The Converter


The Converter

Looks like this:

public static class Converter {

   public static Product toProductFromWidget(Widget widget) {

      return toProduct(widget.getLength(), widget.getHeight());
   }


   public static Product toProductFromThing(Thing thing) {
      return toProduct(thing.getA(), thing.getB());
   }

   private static Product toProduct(int x, int y) {
      return new Product(x, y);
   }
}

What does it do?

The converter is useful when you need a uniform treatment for disparate inputs.  One example would be if you're receiving data from multiple vendors but need to assure that regardless of upstream, the treatment and output must be the same.

In this way, a converter rather resembles an inverse Factory pattern.  Whereas a factory takes a uniform input with variance in its values and produces a range of disparate outputs based on those values, a converter takes disparate inputs and produces a uniformly formatted output.

Why is this useful?

There are numerous ways to accomplish what the Converter does, but the benefit we get from its application is a single, co-located, intuitive representation of transformation logic.  Rather than having to search your codebase for how you get from A to B, it's all in one place.

An alternative would be to push the mapping behaviors into their respective sources, Widget and Thing above. However, by doing so you risk the uniformity of your toProduct implementation.  In time, what started the same may diverge.  Even if the behavior stays identical, you may get differing implementations causing undue complexity.

To address this problem, you could have Widget and Thing each inherit from a class implementing a single toProduct method.  However, there are cases where you may not wish to or may not be able to share classes across modules.  An example would be when Widget, Thing, and Product each have their own micro-service.  Pushing the toProduct method into Widget and Thing would again risk divergence.
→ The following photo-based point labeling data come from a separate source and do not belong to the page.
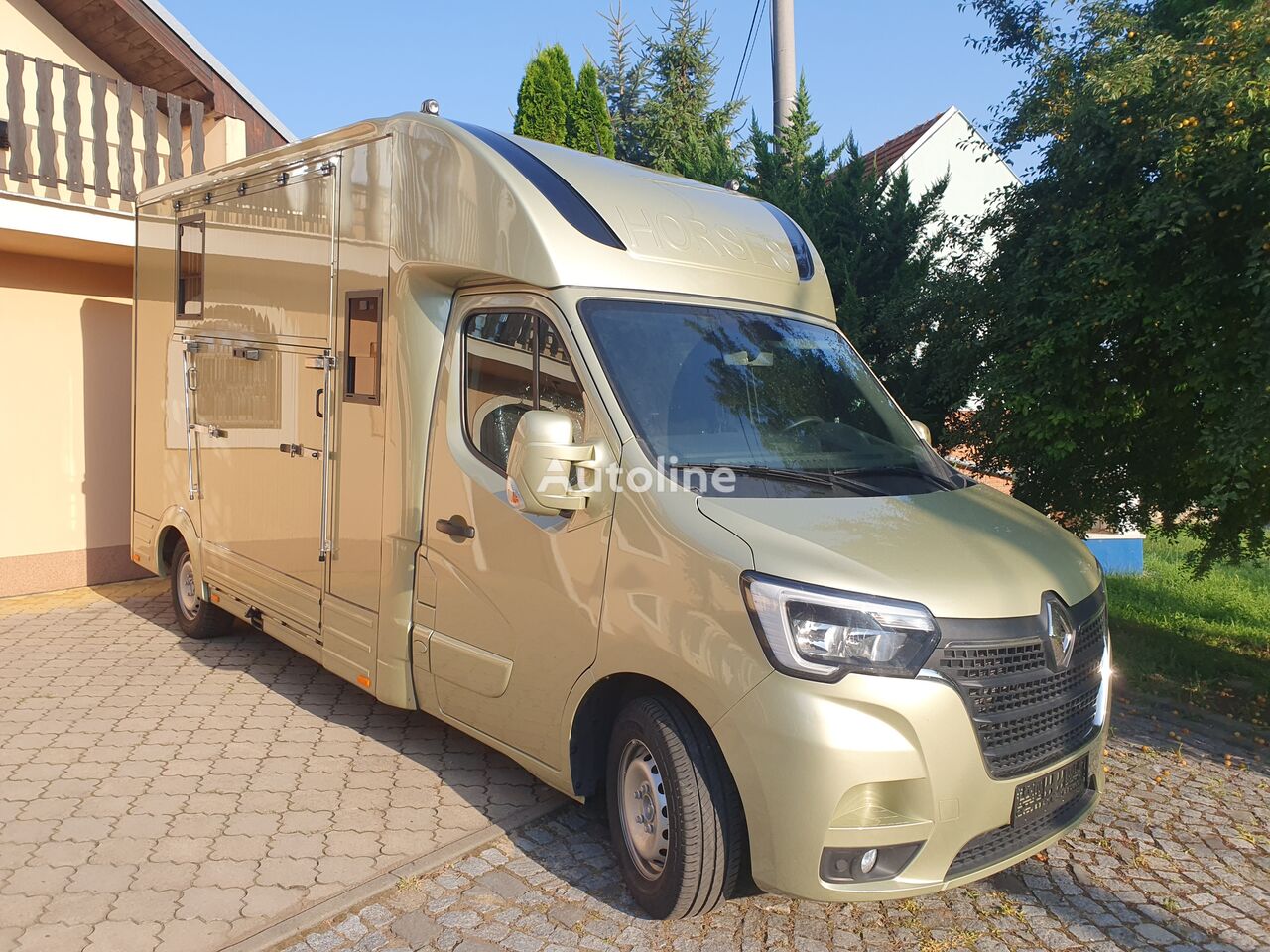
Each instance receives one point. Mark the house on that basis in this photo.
(100, 98)
(947, 145)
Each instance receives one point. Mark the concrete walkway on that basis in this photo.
(159, 792)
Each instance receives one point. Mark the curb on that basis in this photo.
(307, 919)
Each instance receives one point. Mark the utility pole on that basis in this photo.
(784, 73)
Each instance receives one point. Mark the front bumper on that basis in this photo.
(873, 762)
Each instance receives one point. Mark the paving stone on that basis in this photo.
(1119, 884)
(182, 794)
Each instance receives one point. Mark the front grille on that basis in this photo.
(993, 846)
(1026, 715)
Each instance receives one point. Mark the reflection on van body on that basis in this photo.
(398, 393)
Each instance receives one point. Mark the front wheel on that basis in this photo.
(195, 617)
(674, 810)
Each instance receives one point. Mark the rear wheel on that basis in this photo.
(195, 617)
(674, 810)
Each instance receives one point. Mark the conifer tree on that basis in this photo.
(587, 126)
(681, 131)
(540, 105)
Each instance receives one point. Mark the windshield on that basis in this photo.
(707, 386)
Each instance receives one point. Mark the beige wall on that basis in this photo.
(64, 421)
(30, 30)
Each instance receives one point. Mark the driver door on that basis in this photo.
(518, 597)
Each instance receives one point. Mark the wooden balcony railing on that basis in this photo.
(49, 146)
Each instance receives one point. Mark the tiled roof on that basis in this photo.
(885, 155)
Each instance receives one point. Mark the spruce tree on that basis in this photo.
(681, 131)
(896, 267)
(588, 127)
(624, 81)
(540, 105)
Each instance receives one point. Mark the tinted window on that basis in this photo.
(706, 386)
(516, 362)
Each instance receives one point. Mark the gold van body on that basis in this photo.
(303, 426)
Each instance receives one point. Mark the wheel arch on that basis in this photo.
(175, 526)
(593, 721)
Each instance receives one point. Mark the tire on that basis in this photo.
(195, 617)
(674, 811)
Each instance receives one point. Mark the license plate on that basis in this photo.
(1052, 791)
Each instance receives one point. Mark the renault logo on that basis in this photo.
(1060, 636)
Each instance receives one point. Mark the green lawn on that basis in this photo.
(1206, 640)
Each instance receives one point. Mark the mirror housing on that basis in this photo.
(540, 465)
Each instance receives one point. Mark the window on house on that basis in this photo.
(190, 235)
(365, 340)
(515, 362)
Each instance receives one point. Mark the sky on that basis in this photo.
(874, 67)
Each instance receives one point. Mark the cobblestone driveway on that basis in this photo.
(1176, 858)
(162, 792)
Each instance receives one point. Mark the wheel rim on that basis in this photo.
(643, 807)
(187, 594)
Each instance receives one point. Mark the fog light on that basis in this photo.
(856, 864)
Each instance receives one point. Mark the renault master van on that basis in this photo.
(572, 456)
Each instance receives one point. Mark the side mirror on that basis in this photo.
(540, 463)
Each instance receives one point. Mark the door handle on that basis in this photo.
(457, 527)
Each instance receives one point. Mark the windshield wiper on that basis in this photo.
(898, 470)
(821, 477)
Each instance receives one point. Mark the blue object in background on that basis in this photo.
(1118, 553)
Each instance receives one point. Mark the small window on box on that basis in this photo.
(363, 341)
(190, 268)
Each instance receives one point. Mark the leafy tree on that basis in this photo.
(680, 128)
(624, 80)
(901, 275)
(540, 105)
(1128, 303)
(587, 125)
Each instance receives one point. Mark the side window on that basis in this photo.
(558, 382)
(190, 268)
(363, 338)
(515, 362)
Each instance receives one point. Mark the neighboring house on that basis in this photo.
(947, 145)
(100, 98)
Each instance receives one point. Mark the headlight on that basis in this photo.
(822, 635)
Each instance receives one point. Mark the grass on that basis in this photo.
(1206, 642)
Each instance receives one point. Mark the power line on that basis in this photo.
(747, 54)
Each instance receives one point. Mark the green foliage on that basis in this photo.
(899, 275)
(624, 81)
(1127, 311)
(587, 125)
(1205, 640)
(540, 105)
(557, 61)
(681, 131)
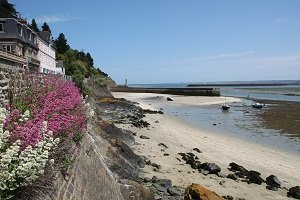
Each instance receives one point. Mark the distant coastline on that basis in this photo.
(238, 84)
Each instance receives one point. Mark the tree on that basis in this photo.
(61, 44)
(34, 26)
(90, 60)
(46, 27)
(7, 9)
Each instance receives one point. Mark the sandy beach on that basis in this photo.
(181, 137)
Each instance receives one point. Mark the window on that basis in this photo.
(8, 48)
(29, 35)
(20, 30)
(1, 27)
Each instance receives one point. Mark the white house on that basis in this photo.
(46, 54)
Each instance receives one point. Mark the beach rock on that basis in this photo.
(222, 182)
(174, 192)
(272, 180)
(238, 168)
(156, 165)
(170, 99)
(196, 191)
(272, 187)
(162, 145)
(190, 154)
(148, 162)
(166, 183)
(154, 179)
(160, 188)
(204, 172)
(232, 176)
(147, 180)
(144, 137)
(254, 177)
(212, 168)
(197, 150)
(294, 192)
(196, 165)
(228, 197)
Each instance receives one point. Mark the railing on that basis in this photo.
(12, 57)
(34, 61)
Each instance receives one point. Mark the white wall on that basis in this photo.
(46, 55)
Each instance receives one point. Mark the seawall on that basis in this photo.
(174, 91)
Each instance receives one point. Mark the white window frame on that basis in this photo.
(30, 34)
(1, 27)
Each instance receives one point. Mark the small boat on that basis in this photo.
(257, 105)
(225, 106)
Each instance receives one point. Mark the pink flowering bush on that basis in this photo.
(47, 99)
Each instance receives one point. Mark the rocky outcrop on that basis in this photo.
(273, 183)
(196, 191)
(294, 192)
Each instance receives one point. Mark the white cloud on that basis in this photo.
(55, 18)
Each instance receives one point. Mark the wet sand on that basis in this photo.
(220, 149)
(281, 115)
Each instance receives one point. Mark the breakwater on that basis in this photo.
(236, 84)
(174, 91)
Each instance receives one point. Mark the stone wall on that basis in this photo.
(10, 80)
(89, 177)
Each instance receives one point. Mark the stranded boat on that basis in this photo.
(225, 106)
(257, 105)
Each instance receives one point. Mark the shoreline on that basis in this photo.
(221, 149)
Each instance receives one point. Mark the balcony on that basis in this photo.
(33, 61)
(12, 57)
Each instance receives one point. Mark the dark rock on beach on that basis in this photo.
(197, 150)
(254, 177)
(196, 191)
(212, 168)
(273, 181)
(294, 192)
(162, 145)
(228, 197)
(238, 168)
(144, 137)
(232, 176)
(170, 99)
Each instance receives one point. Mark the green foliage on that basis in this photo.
(46, 27)
(7, 9)
(78, 64)
(61, 44)
(77, 138)
(34, 26)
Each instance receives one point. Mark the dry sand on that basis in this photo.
(180, 136)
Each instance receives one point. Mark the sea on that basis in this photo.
(241, 120)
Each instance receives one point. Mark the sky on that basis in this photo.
(178, 41)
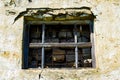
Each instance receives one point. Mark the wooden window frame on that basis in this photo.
(26, 43)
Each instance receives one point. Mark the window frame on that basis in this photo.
(26, 43)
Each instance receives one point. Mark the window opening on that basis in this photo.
(59, 46)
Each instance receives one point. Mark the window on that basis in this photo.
(58, 45)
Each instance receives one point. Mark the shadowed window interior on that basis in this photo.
(58, 45)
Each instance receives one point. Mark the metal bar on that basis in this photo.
(76, 47)
(92, 42)
(43, 50)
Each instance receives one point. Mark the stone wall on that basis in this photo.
(106, 41)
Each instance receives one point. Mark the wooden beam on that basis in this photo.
(80, 45)
(71, 22)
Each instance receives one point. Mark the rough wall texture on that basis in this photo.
(106, 37)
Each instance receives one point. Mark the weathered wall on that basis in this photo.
(106, 37)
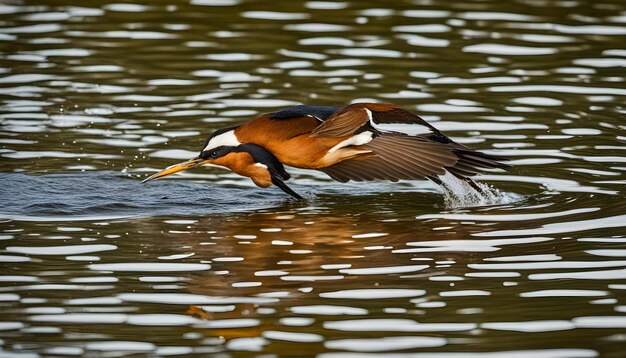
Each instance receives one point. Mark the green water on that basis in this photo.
(95, 96)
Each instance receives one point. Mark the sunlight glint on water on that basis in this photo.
(95, 96)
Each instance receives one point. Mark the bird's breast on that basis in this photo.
(290, 141)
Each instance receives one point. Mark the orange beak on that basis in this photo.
(191, 163)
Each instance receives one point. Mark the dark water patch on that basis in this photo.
(106, 194)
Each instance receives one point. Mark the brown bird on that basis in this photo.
(347, 143)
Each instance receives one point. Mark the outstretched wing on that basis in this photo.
(403, 157)
(347, 120)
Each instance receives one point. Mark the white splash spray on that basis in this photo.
(459, 194)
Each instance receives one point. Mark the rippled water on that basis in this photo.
(96, 96)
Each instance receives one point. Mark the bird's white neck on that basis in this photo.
(225, 139)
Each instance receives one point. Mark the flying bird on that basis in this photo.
(347, 143)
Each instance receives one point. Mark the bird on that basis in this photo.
(345, 142)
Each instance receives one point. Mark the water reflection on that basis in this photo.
(94, 96)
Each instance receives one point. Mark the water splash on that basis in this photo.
(459, 194)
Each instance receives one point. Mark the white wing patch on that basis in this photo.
(359, 139)
(225, 139)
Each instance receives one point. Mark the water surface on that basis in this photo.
(96, 96)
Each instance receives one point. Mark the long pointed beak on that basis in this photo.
(191, 163)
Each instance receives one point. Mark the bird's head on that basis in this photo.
(217, 147)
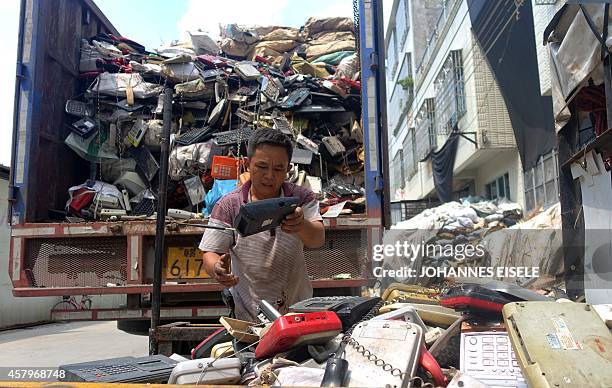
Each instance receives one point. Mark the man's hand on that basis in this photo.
(223, 273)
(294, 222)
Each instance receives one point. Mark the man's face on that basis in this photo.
(268, 167)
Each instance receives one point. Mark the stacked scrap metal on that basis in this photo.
(302, 82)
(446, 230)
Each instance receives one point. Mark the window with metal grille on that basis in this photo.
(542, 182)
(499, 188)
(402, 21)
(426, 137)
(410, 161)
(405, 80)
(396, 173)
(450, 93)
(402, 166)
(392, 55)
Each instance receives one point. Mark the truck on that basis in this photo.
(58, 258)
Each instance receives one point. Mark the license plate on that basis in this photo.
(185, 263)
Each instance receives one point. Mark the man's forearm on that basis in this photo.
(312, 234)
(210, 259)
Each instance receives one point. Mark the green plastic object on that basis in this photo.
(560, 344)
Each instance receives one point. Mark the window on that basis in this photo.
(542, 183)
(450, 93)
(396, 173)
(499, 188)
(402, 21)
(410, 160)
(402, 175)
(392, 55)
(426, 138)
(405, 80)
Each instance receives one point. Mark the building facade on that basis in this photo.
(439, 83)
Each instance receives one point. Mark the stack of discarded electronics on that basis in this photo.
(474, 334)
(304, 83)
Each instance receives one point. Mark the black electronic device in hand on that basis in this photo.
(262, 215)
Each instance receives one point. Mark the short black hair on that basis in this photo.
(269, 136)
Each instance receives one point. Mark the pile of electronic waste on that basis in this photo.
(304, 83)
(471, 334)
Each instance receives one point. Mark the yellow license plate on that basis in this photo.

If your "toProduct" method shouldn't have multiple implementations and you want to minimize coupling across source classes a Converter may help.

No accessors?

Since the output of a converter is the singular Product instance, we should avoid opening it up by introducing accessors such as getX() and getY() in the above example.  Why not?  The Converter's responsibility is to provide a mapping from N+ classes to our Product class, nothing else.  Having access to anything other than Product makes the Converter's purpose ambiguous.  A future developer may be tempted to add behavior better located somewhere else.

No mutators?

All the input we need for our conversion is in the source classes.  There really should be no state in the Converter.  Adding mutators again introduces ambiguity into purpose of the class.

Since we have no mutators and no accessors we have no state.  The class is thus static.  However, there may be more complex cases where state may be necessary.  I've simply provided a simple example here.  That said, if no state is necessary, no state should be allowed.  This is a form of Principle of Least Privilege.